Earnings are the profit a company has earned for a period of time, usually a quarter or fiscal year. The earnings figure is listed as net income on the income statement. When investors refer to a company's earnings, they're typically referring to net income or the profit for the period. Similarly, income is considered synonymous with net income or profit.

Earnings per Share

Earnings per share (EPS) is a commonly cited ratio used to show the company's profitability on a per-share basis and is calculated by dividing the company's total earnings by the number of shares outstanding.

Price-to-Earnings Ratio

It is also commonly used in relative valuation measures such as the price-to-earnings ratio (P/E). The price-to-earnings ratio, calculated as share price divided by earnings per share, is primarily used to find relative values for the earnings of companies in the same industry. A company with a high P/E ratio relative to its industry peers may be considered overvalued. Likewise, a company with a low price compared with the earnings it makes might be undervalued.

Earnings Yield

The earnings yield—the earnings per share for the most recent 12-month period divided by the current market price per share—is another way of measuring earnings, and is in fact just the inverse of the P/E ratio.
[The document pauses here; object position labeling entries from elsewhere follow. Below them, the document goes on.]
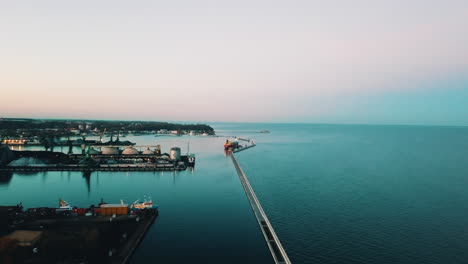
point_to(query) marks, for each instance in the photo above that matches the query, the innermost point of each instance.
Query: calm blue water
(362, 194)
(334, 193)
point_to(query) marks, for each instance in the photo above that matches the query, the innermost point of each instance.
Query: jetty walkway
(277, 250)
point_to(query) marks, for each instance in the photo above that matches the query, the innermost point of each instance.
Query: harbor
(272, 240)
(108, 158)
(107, 233)
(117, 183)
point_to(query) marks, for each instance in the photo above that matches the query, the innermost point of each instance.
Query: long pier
(83, 168)
(276, 249)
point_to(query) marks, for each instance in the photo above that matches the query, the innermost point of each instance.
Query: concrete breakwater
(277, 250)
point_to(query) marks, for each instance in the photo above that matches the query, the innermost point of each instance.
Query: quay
(276, 249)
(44, 238)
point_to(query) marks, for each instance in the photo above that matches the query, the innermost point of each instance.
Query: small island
(23, 131)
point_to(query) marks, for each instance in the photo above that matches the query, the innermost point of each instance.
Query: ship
(231, 145)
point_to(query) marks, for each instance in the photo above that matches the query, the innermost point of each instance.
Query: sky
(362, 61)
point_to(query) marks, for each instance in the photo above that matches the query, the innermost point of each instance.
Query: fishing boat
(231, 145)
(146, 204)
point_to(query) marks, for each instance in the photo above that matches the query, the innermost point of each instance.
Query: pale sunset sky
(362, 61)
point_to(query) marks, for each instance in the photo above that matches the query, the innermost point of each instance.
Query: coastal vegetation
(21, 127)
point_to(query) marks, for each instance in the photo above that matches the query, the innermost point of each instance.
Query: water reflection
(5, 177)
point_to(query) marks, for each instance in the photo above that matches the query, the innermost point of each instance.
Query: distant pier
(277, 250)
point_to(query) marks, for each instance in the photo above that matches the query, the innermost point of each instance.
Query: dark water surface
(362, 194)
(204, 215)
(334, 194)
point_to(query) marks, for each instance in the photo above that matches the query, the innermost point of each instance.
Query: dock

Both net income and earnings are often referred to as a company's bottom line because it's the profit left over after every cost has been deducted and as a result, sits at the bottom of the income statement.

Conversely, revenue sits at the top of the income statement and shouldn't be confused with earnings or net income. Revenue is the total amount of income earned in a period before expenses have been taken out. As a result, revenue is often called the top line.

Net Income

Net Income is a company's profit after all expenses have been subtracted from total revenue. Typical expenses might include interest on loans, overhead costs called selling, general, and administrative expense, income taxes, depreciation, and operating expenses such as wages, rent, and utilities.

Earnings and net income can include income that's not a direct result of the sale of goods and services, which can include proceeds from the sale of an asset or division, and interest gains on investments.

Gross Income

A company's gross income is perhaps the most simple measure of the firm's profitability. While the gross income metric includes the direct cost of producing or providing goods and services, it does not include other costs related to selling activities, administration, taxes, and other costs related to running the overall business.

Gross income is a line item that is sometimes included in a company's income statement but is not required. It is calculated as gross revenue minus cost of goods sold (COGS).

Other Types of Income and Earnings 

Retained Earnings

Retained earnings are the cumulative total of profit or net income that a company has put aside or saved for future use. Retained earnings is an important financial metric since it shows investors how much money is available to fund share buybacks, dividends, pay down debt, or invest in the company through the purchase of fixed assets. Retained earnings are listed in the shareholders' equity section of the balance sheet.

Investment Income

Investment income can be a source of income for companies as well as individual investors. A company's income statement might have a line item that reads investment income or losses, which is where the company reports the portion of net income obtained through investments. These investments might include bonds or Treasury securities.